Who? Me? I will leave this to Mike. It can be risky to make further advices in marine apart from doing more researches which Frank actually did for almost several weeks. Now that, Mike is here, I know marine beginners won't easily get disappointed as none of the marine threads will have zero replies.:wink2:

If I know Frank, I'm just hoping he finally got an answer to his problems: Mike.:mrgreen:


----------



## caferacermike (Oct 3, 2006)

Anemones will prosper from good lighting. I'd think about getting a metal halide light or plan on getting high wattage T5's if possible. Probably need about 300w or more. The fish won't mind what type of lighting you have. What brands do they stock in your area? Jebo? coralife? current? This is for all equipment as it's hard for me to say "get a Euroreef skimmer" if they are not available.


----------



## joeshmoe (Aug 2, 2006)

im gess you two are friends?


----------



## Lupin (Aug 2, 2006)

joeshmoe said:


> im gess you two are friends?


No. I did ask for his cellphone number though.

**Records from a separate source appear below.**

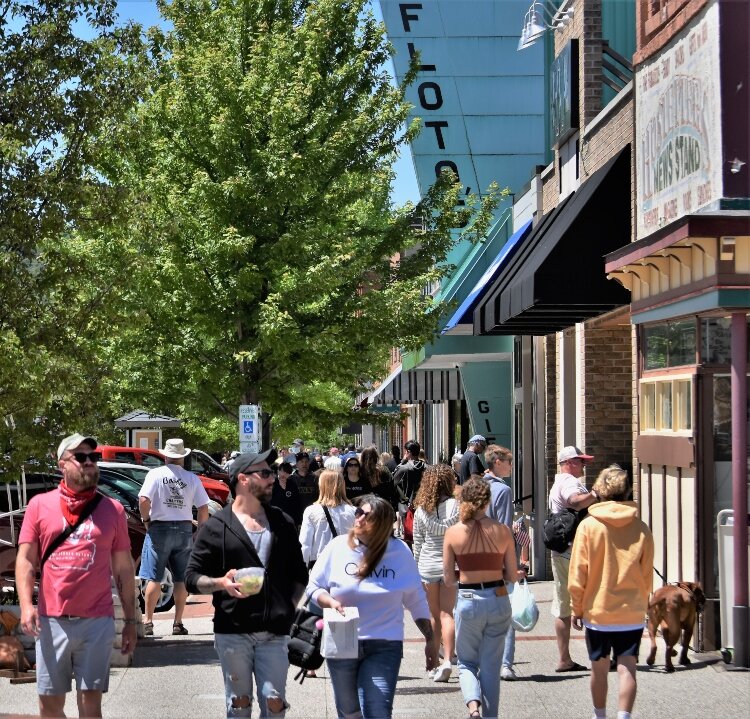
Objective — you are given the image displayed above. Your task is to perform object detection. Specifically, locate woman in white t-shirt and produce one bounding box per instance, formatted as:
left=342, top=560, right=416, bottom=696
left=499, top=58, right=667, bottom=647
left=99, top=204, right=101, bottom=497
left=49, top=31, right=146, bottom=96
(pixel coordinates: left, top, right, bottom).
left=413, top=464, right=458, bottom=682
left=299, top=469, right=354, bottom=568
left=307, top=494, right=437, bottom=719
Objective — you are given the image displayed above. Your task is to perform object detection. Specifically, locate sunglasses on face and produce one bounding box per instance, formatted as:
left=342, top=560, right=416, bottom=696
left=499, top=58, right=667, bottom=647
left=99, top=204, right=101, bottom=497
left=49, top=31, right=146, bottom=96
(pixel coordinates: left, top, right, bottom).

Let's stop here before we go offtopic again.:wink2: You can pm me if you have more questions, Joe.


----------



## franklinr_casedo (Sep 14, 2006)

thanks mike.

am not sure if the brands you said are available here but anyway will look for those equipments this weekend.


----------



## caferacermike (Oct 3, 2006)

I'm asking you to tell me what brands you have available so I can research them and make suggestions.


----------



## franklinr_casedo (Sep 14, 2006)

actually i am about to canvass this weekend.no idea what brands are available in lfs.


----------